The distance \( P \) from the center of the Earth is ........... \(\times 10^5\) km. (Round off to two decimal places)

Hint:

The balance point is where the gravitational forces from both Earth and the Moon on the satellite are equal, and can be found by solving the equilibrium equation using Newton's law of gravitation.

Answer 1

Step 1: Understanding the Gravitational Force Balance.
The vehicle experiences gravitational forces from both Earth and the Moon. At the point \( P \), these forces balance each other, so the force exerted by Earth is equal to the force exerted by the Moon on the vehicle.
The gravitational force between two masses \( M_1 \) and \( M_2 \) is given by: \[ F = \frac{G M_1 M_2}{r^2} \] where \( G \) is the gravitational constant, \( M_1 \) and \( M_2 \) are the masses of the objects, and \( r \) is the distance between them.
Step 2: Set up the gravitational force equilibrium equation.
Let the distance between the center of the Earth and the point \( P \) be \( x \) km.
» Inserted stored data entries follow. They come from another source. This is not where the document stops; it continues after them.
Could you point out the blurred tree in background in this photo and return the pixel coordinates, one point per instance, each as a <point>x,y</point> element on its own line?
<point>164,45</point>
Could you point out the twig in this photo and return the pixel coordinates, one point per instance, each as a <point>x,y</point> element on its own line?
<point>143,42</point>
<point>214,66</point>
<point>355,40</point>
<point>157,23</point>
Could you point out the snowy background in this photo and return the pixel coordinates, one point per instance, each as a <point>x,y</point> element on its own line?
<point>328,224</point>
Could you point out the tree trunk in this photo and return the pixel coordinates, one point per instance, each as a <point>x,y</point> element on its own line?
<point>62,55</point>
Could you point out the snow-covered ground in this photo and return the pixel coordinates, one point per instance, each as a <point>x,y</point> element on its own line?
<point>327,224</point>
The distance between the point \( P \) and the center of the Moon will then be \( (d - x) \) km, where \( d = 3.8 \times 10^5 \) km is the distance between the centers of the Earth and the Moon.
For equilibrium, the gravitational force from the Earth at point \( P \) must be equal to the gravitational force from the Moon at point \( P \): \[ \frac{G M_E M}{x^2} = \frac{G M_M M}{(d - x)^2} \] where:
- \( M_E = 5.9 \times 10^{24} \) kg (mass of Earth),
- \( M_M = 7.34 \times 10^{22} \) kg (mass of the Moon),
- \( M = \) mass of the vehicle (which cancels out in the equation).
Step 3: Simplify the equation.
Canceling out \( G \) and \( M \) from both sides: \[ \frac{M_E}{x^2} = \frac{M_M}{(d - x)^2} \] Now, cross-multiply and solve for \( x \): \[ M_E (d - x)^2 = M_M x^2 \] \[ M_E (d^2 - 2dx + x^2) = M_M x^2 \] \[ M_E d^2 - 2 M_E d x + M_E x^2 = M_M x^2 \] Step 4: Rearrange the equation.
Move the terms involving \( x^2 \) to one side: \[ M_E d^2 = x^2 (M_M - M_E) + 2 M_E d x \] Step 5: Solve the quadratic equation.
This is a quadratic equation in \( x \), which can be solved using the quadratic formula: \[ x = \frac{-2 M_E d \pm \sqrt{(2 M_E d)^2 - 4 M_E (M_M - M_E) d^2}}{2(M_M - M_E)} \] Substituting the values:
- \( M_E = 5.9 \times 10^{24} \) kg,
- \( M_M = 7.34 \times 10^{22} \) kg,
- \( d = 3.8 \times 10^5 \) km,
- \( G = 6.67 \times 10^{-11} \) N·m²·kg⁻².
After calculating, we find that the value of \( x \) is approximately: \[ x \approx 3.45 \times 10^5 \text{ km} \] Final Answer: \[ \boxed{3.45 \times 10^5 \text{ km}} \]